The result? For the first time in its surveys since 1992, the Pew Research Center found that majorities in both political parties "express not just unfavorable but very unfavorable views of the other party." In fact, 81 percent in a recent Pew survey said that supporters of Trump and Hillary Clinton don't just disagree over plans and policies, they disagree over "basic facts." Technology has led to such polluted discourse that, for the first time in history, provable facts have been downgraded to partisan beliefs.

Even if the tech industry helps defeat Trump, the underlying sentiments he stirred up aren't going to disappear. And if tech doesn't address such concerns, the whole situation is only going to get fouler as we become more digital and do more stuff online and surrender to even more software. Workers are staring into the headlights of artificial intelligence, wondering when they'll turn into roadkill. Another Pew survey found that one in five of those with a high school diploma or less believes they're in danger of being replaced by software. That's not just insecurity—that's fear.

There are signs tech is starting to get it. IBM, Microsoft, Google, Amazon and Facebook recently got together to form an organization called Partnership on AI, vowing to show some sense of duty. "We recognize we have to take the field forward in a thoughtful and positive and implicitly ethical way," said Mustafa Suleyman, the group's co-chair and co-founder of Google DeepMind. Hopefully, these companies will follow through.

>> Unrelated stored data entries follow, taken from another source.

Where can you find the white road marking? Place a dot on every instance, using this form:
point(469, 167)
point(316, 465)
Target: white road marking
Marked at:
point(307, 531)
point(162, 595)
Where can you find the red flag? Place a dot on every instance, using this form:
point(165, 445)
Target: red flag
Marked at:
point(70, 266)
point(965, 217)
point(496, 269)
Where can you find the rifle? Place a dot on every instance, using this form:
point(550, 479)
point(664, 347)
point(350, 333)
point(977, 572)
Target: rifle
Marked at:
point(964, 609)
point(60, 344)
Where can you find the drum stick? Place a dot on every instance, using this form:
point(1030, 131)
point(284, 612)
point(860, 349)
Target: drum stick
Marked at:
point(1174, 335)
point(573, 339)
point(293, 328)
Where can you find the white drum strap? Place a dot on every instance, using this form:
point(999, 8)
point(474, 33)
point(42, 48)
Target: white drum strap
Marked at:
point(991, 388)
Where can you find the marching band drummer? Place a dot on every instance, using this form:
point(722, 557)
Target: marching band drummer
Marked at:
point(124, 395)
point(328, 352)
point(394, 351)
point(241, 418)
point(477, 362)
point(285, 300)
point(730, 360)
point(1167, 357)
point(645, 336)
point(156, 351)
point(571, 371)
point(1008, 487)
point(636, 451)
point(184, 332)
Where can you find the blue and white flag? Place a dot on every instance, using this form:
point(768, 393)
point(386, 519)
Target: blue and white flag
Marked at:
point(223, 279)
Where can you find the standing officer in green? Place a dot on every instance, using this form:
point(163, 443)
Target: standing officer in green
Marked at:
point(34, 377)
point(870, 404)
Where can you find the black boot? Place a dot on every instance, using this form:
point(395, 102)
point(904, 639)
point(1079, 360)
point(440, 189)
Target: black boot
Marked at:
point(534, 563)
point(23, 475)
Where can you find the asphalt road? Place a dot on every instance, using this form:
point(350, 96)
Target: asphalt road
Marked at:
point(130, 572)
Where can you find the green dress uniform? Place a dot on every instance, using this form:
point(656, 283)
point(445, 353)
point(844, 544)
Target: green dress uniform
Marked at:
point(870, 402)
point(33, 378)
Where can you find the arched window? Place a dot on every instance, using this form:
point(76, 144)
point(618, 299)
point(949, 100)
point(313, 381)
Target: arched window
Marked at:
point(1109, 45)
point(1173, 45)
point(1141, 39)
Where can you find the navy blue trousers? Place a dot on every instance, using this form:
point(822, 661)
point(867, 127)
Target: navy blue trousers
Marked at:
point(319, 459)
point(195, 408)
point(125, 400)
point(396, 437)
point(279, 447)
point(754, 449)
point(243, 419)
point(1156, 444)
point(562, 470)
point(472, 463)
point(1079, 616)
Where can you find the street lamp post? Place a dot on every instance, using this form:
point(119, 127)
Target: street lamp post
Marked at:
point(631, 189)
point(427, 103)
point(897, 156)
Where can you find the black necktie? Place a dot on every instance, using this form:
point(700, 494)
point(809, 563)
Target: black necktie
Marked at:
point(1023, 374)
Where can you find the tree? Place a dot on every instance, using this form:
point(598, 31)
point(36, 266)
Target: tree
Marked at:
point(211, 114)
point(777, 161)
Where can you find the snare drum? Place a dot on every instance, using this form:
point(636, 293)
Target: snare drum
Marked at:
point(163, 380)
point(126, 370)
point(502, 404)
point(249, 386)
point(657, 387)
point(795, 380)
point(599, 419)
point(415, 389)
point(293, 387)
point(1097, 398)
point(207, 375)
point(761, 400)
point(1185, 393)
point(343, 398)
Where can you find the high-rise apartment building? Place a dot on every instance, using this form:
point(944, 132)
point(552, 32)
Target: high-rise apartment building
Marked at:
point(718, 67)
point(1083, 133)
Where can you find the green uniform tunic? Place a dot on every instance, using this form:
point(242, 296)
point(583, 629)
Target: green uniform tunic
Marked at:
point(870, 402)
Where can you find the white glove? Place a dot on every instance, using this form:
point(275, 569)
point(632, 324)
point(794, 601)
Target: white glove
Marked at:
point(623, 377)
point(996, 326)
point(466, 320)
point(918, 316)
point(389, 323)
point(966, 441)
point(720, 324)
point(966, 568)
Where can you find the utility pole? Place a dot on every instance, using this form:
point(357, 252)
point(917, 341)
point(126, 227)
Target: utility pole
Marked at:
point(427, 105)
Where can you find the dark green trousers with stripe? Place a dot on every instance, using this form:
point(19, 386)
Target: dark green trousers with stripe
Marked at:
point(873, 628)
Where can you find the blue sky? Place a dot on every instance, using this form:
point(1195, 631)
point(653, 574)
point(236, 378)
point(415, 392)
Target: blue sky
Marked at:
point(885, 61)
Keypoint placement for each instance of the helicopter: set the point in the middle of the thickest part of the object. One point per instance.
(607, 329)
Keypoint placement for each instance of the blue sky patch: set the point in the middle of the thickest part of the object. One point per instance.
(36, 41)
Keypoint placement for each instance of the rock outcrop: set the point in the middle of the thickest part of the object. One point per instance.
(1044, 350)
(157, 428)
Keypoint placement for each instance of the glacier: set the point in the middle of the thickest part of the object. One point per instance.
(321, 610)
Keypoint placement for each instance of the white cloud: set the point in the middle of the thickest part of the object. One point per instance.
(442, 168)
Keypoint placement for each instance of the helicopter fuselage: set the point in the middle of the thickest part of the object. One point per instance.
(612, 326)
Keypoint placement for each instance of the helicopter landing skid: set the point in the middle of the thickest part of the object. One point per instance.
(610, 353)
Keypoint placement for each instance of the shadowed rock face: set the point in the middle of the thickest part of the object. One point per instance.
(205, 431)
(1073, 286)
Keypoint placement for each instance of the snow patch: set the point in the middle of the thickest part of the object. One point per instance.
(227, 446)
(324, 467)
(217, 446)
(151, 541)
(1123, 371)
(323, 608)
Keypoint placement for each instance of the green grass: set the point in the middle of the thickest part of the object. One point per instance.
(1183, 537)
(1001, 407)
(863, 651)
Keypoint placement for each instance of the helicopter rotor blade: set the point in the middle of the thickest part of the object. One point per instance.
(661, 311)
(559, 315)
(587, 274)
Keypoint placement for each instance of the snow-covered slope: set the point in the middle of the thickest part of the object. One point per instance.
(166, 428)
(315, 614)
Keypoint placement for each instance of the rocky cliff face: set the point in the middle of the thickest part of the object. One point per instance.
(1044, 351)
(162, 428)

Some in tech are saying Facebook and others need to be accountable for the dynamics they set in motion. "What algorithms aren't optimized for is doing the right thing or for displaying any amount of transparency," writes Hemant Taneja of General Catalyst Partners, a venture capital firm. (Full disclosure: I'm working on a book with Taneja.) "This has to change, and these companies themselves must take the lead in creating algorithmic accountability in their services."

In mid-October, President Barack Obama addressed this topic in his opening remarks at a White House Frontiers Conference. He told the tech and science audience that they need to get involved in the issues technology raises, suggesting it will be good for business in the long run. "I don't want this audience of people who are accustomed to things happening faster and smoother in their narrow fields to somehow get discouraged and say, 'I'm just not going to deal with government,'" Obama said. "Because, at the end of the day, if you're not willing to...just get in the arena and wrestle with this stuff, and argue with people who may not agree with you, and tolerate sometimes not perfect outcomes but better outcomes, then the space to continue scientific progress isn't going to be there."

In other words, if tech can't or won't tackle the problems it creates, it will wind up with an anti-tech Trump now, or some anti-tech Second Coming of Trump later. So the industry needs to step up.

It's either that or double down on VR.